Ultimately, this idea also opens the door to two-tier health care, to for-profit use of the same facilities, no matter what promises are made about the arrangement in its early days.
Now, the NDP rendered a useful service to the people of Alberta – indeed, of the entire English-speaking world – by cataloguing a few of the common deceptive phrases used by advocates of privatization of health services to mask their intentions.
The bad news, in a sense, is that this short but helpful English-Market Fundamentalist phrasebook was authored by the NDP, since by nature it is a partisan document and will therefore tend to be dismissed out of hand by many outside the normal Knee-Dip constituency.

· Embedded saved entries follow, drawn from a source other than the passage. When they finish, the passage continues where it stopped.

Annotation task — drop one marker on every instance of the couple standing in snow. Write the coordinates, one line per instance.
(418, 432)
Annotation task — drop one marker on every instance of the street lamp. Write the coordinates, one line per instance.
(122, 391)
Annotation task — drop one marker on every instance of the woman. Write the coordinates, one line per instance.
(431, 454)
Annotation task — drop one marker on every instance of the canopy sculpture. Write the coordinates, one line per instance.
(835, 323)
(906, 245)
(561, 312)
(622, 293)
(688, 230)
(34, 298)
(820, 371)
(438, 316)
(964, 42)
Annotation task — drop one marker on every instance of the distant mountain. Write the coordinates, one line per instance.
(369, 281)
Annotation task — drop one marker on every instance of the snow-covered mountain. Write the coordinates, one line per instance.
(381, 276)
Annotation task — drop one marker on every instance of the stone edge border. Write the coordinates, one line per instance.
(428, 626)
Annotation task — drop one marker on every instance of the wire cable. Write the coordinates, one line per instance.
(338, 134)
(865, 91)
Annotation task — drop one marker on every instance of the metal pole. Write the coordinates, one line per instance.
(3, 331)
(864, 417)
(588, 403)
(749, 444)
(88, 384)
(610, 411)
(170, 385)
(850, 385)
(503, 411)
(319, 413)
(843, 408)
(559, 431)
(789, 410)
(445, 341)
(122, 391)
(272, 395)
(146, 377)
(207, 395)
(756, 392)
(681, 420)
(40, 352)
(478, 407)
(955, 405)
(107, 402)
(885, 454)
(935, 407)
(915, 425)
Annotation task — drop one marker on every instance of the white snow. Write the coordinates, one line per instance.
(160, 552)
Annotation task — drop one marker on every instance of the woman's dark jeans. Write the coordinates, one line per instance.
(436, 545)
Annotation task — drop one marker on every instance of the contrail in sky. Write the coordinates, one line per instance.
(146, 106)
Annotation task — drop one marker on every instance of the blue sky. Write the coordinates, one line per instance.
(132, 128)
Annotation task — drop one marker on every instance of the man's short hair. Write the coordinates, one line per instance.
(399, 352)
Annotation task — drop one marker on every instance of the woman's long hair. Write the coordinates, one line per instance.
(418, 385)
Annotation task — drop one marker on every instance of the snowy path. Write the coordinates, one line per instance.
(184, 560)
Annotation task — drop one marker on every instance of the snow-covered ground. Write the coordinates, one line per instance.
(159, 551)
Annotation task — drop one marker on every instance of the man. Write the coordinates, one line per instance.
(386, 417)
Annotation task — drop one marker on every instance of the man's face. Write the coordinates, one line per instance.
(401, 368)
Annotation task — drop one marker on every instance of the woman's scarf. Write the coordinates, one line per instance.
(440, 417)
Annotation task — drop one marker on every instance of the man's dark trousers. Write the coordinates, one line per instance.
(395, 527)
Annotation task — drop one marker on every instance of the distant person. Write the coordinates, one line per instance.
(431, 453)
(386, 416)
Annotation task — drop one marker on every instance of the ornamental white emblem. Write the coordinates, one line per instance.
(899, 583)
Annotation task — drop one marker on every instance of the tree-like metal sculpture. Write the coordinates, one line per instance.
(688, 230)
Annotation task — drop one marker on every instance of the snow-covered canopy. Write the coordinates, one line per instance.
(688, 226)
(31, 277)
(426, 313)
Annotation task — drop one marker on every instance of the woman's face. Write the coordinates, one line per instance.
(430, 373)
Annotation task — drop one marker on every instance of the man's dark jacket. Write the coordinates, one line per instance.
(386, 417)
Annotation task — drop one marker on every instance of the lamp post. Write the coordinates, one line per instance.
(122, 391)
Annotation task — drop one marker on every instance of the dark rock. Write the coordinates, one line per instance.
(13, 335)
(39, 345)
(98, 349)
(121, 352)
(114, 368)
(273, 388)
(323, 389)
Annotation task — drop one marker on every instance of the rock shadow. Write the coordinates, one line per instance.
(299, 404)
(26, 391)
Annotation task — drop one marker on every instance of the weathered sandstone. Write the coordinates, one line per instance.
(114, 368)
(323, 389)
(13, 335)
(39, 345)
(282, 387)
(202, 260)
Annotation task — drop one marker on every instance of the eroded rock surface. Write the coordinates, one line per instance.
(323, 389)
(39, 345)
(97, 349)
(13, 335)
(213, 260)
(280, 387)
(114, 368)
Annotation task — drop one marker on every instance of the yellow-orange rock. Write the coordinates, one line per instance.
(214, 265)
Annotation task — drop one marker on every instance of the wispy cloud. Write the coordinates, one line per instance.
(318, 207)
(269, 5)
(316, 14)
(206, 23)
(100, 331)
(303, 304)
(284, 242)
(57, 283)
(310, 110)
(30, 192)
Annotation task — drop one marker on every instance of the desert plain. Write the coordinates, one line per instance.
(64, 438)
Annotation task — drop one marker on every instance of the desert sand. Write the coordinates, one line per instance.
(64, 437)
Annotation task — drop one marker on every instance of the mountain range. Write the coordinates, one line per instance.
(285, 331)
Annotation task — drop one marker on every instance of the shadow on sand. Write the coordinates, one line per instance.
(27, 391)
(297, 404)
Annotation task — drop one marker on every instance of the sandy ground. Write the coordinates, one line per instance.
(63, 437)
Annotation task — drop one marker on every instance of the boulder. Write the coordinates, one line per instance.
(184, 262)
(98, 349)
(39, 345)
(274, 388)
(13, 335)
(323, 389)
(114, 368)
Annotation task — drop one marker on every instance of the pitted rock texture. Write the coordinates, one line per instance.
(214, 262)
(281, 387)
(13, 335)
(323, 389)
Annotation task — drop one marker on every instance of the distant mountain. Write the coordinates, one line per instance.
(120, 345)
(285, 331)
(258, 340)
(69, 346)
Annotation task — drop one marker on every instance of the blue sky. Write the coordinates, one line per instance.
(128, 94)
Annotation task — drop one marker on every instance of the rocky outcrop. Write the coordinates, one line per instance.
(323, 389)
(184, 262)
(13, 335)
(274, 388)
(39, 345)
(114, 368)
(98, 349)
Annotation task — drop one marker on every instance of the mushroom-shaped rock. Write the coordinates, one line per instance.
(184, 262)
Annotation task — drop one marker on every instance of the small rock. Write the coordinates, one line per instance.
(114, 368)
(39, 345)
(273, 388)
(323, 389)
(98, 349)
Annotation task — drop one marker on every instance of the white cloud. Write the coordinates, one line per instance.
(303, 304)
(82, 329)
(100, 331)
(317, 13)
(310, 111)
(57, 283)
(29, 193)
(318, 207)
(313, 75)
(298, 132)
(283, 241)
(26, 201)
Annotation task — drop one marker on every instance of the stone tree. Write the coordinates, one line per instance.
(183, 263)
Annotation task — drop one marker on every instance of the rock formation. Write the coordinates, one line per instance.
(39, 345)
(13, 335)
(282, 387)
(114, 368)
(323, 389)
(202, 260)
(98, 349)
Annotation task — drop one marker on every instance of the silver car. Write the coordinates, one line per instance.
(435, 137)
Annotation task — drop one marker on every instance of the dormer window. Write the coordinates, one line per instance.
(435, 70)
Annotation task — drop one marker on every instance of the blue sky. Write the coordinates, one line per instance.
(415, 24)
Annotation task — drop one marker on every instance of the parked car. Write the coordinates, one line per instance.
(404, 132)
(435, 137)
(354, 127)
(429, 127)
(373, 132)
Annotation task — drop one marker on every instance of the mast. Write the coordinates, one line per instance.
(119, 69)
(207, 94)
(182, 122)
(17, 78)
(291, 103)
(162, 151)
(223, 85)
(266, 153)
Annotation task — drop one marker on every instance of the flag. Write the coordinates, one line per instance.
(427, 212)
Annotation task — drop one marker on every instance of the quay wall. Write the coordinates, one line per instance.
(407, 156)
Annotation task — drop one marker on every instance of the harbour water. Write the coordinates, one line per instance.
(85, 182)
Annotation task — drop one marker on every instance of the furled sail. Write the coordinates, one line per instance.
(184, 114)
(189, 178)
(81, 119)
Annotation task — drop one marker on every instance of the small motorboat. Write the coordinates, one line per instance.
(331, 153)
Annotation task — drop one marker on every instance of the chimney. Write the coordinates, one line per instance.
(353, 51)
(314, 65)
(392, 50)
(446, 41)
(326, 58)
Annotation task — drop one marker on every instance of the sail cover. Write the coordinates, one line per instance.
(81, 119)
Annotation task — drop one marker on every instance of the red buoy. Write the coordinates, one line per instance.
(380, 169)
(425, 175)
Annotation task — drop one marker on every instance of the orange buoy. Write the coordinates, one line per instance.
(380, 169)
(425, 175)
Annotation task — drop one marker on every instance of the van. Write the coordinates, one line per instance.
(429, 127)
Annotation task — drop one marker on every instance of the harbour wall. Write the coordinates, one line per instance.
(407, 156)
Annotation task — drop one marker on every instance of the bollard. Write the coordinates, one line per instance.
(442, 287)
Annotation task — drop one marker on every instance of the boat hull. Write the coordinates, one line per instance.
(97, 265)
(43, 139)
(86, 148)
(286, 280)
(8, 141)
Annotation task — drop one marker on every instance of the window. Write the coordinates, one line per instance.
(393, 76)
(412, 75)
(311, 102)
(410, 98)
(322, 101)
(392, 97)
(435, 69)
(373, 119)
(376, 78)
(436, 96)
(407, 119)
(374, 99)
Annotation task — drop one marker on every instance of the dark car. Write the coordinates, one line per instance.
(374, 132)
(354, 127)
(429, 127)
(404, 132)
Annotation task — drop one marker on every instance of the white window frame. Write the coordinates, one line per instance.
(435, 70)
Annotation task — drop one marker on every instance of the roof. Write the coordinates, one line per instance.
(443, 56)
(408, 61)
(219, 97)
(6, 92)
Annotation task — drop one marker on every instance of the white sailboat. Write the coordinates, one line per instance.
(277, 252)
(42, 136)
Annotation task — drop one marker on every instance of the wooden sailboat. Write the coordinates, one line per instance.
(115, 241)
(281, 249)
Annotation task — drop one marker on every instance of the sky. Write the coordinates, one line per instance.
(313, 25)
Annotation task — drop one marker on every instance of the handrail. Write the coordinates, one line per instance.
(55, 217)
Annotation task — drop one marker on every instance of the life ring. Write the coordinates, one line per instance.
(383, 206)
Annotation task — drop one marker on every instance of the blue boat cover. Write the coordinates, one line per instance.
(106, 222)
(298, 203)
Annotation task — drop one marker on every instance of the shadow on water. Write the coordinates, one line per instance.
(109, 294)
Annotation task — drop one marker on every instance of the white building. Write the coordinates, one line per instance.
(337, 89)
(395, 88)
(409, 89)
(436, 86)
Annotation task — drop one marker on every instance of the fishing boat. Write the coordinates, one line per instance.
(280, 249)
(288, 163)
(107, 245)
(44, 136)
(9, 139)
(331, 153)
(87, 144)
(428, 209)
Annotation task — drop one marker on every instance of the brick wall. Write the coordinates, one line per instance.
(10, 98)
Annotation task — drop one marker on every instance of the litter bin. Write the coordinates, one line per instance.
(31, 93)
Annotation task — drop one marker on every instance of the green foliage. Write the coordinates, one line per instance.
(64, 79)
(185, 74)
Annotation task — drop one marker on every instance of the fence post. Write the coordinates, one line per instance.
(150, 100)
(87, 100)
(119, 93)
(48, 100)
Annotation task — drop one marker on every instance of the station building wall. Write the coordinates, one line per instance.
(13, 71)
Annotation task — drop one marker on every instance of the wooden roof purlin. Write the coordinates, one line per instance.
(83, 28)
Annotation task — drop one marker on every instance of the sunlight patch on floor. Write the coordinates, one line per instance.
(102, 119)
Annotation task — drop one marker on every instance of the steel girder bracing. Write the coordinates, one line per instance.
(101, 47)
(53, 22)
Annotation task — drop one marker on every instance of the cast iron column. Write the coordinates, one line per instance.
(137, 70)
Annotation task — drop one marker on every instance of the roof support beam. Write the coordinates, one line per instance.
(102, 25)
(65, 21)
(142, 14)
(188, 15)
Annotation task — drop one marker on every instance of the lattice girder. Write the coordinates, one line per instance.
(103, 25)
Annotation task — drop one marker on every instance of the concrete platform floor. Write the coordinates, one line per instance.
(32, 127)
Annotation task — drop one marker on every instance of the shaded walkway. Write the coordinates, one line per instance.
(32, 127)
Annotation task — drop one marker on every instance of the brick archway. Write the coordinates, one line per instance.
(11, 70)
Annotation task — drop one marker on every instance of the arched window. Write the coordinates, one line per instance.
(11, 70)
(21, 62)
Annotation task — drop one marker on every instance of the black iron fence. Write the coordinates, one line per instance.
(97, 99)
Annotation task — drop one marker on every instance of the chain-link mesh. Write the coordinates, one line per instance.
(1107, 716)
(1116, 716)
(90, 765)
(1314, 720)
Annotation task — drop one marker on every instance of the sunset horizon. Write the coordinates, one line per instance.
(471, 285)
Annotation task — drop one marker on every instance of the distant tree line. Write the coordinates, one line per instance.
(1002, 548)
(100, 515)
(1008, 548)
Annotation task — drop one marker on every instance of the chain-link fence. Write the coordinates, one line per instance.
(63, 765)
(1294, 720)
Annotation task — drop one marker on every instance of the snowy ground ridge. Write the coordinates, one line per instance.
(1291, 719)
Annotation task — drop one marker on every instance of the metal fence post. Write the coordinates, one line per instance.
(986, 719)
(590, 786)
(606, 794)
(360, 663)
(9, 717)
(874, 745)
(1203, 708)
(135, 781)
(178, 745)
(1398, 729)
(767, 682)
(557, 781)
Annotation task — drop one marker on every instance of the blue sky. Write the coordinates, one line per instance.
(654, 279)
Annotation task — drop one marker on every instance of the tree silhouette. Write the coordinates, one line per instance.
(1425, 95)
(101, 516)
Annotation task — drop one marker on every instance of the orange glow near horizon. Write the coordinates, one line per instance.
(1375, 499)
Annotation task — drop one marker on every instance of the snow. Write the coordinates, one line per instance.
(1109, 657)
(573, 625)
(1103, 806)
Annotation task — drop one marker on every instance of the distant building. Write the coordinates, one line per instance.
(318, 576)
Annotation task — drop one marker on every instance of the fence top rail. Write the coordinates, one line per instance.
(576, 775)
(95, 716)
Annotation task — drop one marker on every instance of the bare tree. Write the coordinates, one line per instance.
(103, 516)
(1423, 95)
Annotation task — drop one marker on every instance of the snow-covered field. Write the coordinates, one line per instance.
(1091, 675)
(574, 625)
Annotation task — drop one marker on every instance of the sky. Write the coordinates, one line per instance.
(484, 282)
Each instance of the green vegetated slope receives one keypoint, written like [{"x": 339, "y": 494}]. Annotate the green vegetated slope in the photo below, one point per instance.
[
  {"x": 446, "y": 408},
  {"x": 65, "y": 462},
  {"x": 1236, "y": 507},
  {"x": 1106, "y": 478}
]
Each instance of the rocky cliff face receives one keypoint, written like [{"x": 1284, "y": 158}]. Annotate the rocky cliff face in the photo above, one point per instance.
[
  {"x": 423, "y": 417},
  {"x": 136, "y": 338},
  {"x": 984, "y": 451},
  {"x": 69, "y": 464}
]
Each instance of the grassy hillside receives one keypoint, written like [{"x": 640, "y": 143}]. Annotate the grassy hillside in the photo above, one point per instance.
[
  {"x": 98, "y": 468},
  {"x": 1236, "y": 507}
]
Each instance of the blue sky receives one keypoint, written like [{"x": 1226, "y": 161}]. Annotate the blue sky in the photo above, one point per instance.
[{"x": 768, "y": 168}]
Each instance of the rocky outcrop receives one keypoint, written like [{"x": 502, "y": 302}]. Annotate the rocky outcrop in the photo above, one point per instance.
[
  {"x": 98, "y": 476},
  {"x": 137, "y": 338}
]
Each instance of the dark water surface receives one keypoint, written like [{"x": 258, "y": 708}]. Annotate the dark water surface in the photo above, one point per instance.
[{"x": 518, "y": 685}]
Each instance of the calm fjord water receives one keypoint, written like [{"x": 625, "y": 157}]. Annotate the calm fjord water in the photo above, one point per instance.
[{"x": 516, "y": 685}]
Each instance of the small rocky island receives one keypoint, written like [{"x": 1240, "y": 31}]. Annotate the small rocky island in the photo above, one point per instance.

This is a pity, because the report does contain some sound, commonsense ideas for the protection and improvement of public health care, here and elsewhere, as well as its invaluable guide to deceptive health debate terminology.
Given the frequency of our encounters yesterday with the little “publicly funded” deception, some of the other misleading terms explained by the Knee-Dippers’ manual are also worth noting down for future reference. Here are three more to watch for:
Choice. Choice, of course, doesn’t mean choice. Actually, it means the opposite. With choice, as you grow old, you will have the choice of living in lots of different places with lots of different services – all of which will come at a huge cost to you, and none of which you will be able to afford. In Alberta, there’s a shortage of government funded long-term care for seniors, and the government aims to make that shortage worse. That way, you can go and live in an expensive, privately run “assisted living” facility, where there’s a fee for everything. As the NDP says, “a senior requiring long-term care that is inaccessible has no choice.” If you can’t afford choice, of course, you can choose to live in a cardboard box.
Aging in Place. The Alberta government has a strategy that will encourage “aging in the right place.” If you can only afford to live in that aforementioned cardboard box, well, that’s the right place for you, pal. As the Knee-Dips explain, “the term is meant to sound empowering, but refers to facilities that charge out of pocket for the full range of elder care.” This achieves one of the key goals of the market fundamentalist agenda: transferring wealth from the middle class to the extremely wealthy. Remember, money that goes into the pockets of well-heeled nursing home operators is money that won’t be inherited by the children of middle class Albertans. The Conservatives, and their ideologically identical opponents in the Wildrose Alliance, thinks that’s exactly the way it should be.
Community based. Remember how Alberta Hospital Edmonton was going to be replaced by community-based care? Community based case means care delivered outside hospitals. In the case of the mentally ill, that often means the streets (see cardboard boxes above). In the case of the elderly, community based means care delivered at great cost to the people who require it and their families. The NDP cites such examples as private for-profit clinics and those so-called assisted-living facilities. But it may also mean your home, as your mother and father grow too old and too ill to care for themselves.
Several times in the past few weeks, the Alberta government has publicly admitted that citizens of this province have lost confidence in the health care system and promised to take action to restore their trust.
If they really mean what they say, they could do worse than to adopt the New Democrats’ eminently sensible recommendations on reducing the use of misleading language in the health care debate. To wit:
- “Publicly release all planning documents relative to health care reform.”
- “End the use of deliberately misleading language.”
Well, good luck with seeing either of those things happen.
We’ll know that they mean it about restoring our trust when we stop hearing carefully phrased promises about “publicly funded” health care.